Particularly in the consumer goods division, market share gains contributed to much of the 15.1 percent growth reported. “Maybelline is really flying, with market share gains in North America and Europe,” Agon said, revealing that the brand had seen growth of 12.6 percent this year so far.

Overall sales for the consumer products division grew to 2.39 billion euros, or $3.08 billion.

Mass market hair care also did well, he said. Garnier sales — hair care and skin care combined — are up between 6 and 7 percent so far this year.

Luxury products saw turnover up 12.6 percent to 1.14 billion euros, or $1.47 billion. “The evolution of sellout in luxury worldwide has been positive,” Agon revealed. “We are slightly ahead of the market, which is up around 5.6 percent, while we are at 6 percent [like-for-like]. We should, could and will do better, but we are not lagging.”

Sales for the professional products business increased the most, up 16.1 percent to 684.2 million euros, or $882.8 million. This was largely due to the continued rollout and growth of Inoa hair color.

Agon admitted that the thorn in the side of professional products was the U.S. “Salon traffic has not increased yet, but we are doing better than the market, especially thanks to Inoa.”

Active cosmetics saw revenues of 307.9 million euros, or $397.3 million, up 9.3 percent.

The Body Shop, calculated as a separate division, saw sales of 172.1 million euros, or $222 million, up 6.2 percent. On a like-for-like basis, revenues fell 0.6 percent. “We’re not satisfied, but through launches and new stores, we hope to improve it,” Agon said.

Broken down by region, in Western Europe, sales increased 2.6 percent to 1.72 billion euros, or $2.21 billion. North America saw turnover up 17.8 percent to 1.13 billion euros, or $1.46 billion, although in like-for-like terms, this represented lesser growth of 3.8 percent.

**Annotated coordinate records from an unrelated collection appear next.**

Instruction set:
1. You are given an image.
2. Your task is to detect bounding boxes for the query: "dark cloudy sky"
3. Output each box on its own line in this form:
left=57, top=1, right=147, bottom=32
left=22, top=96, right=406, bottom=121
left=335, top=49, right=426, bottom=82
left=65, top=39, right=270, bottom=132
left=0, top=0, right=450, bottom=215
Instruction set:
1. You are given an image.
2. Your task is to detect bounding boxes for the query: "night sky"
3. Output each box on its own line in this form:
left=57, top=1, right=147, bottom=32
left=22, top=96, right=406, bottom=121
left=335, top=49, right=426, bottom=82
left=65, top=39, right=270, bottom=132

Sales in new markets grew 26.2 percent to 1.68 billion euros, or $2.17 billion. This included a 28.5 percent increase in Asia-Pacific and an 11.1 percent rise in Eastern Europe.

In Latin America, sales grew 35.9 percent. “Brazil is on fire, Mexico is back and Argentina is good. The market has rarely been so good,” Agon commented.

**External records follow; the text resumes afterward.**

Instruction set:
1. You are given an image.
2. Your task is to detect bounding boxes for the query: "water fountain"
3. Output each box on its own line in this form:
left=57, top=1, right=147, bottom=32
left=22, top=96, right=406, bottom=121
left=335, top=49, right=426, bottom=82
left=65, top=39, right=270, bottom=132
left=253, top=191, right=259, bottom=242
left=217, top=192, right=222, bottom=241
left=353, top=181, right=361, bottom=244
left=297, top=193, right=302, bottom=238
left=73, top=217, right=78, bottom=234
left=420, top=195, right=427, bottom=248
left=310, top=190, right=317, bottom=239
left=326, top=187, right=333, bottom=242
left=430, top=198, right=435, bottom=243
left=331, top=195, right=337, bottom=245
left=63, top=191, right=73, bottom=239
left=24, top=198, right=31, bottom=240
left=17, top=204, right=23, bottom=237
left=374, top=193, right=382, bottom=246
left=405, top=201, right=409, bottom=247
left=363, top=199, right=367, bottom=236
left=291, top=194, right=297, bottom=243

In Africa and the Middle East, revenues were up 25.5 percent.

Responding to a question about rumors that L’Oréal would buy direct-seller Avon, Agon said, “There are huge opportunities in our existing channels. This is not a direct answer, but you will understand.”

L’Oréal shares closed on the Paris Euronext stock exchange up 2.94 percent to 87.44 euros, or $121.31, Thursday, before the results were published.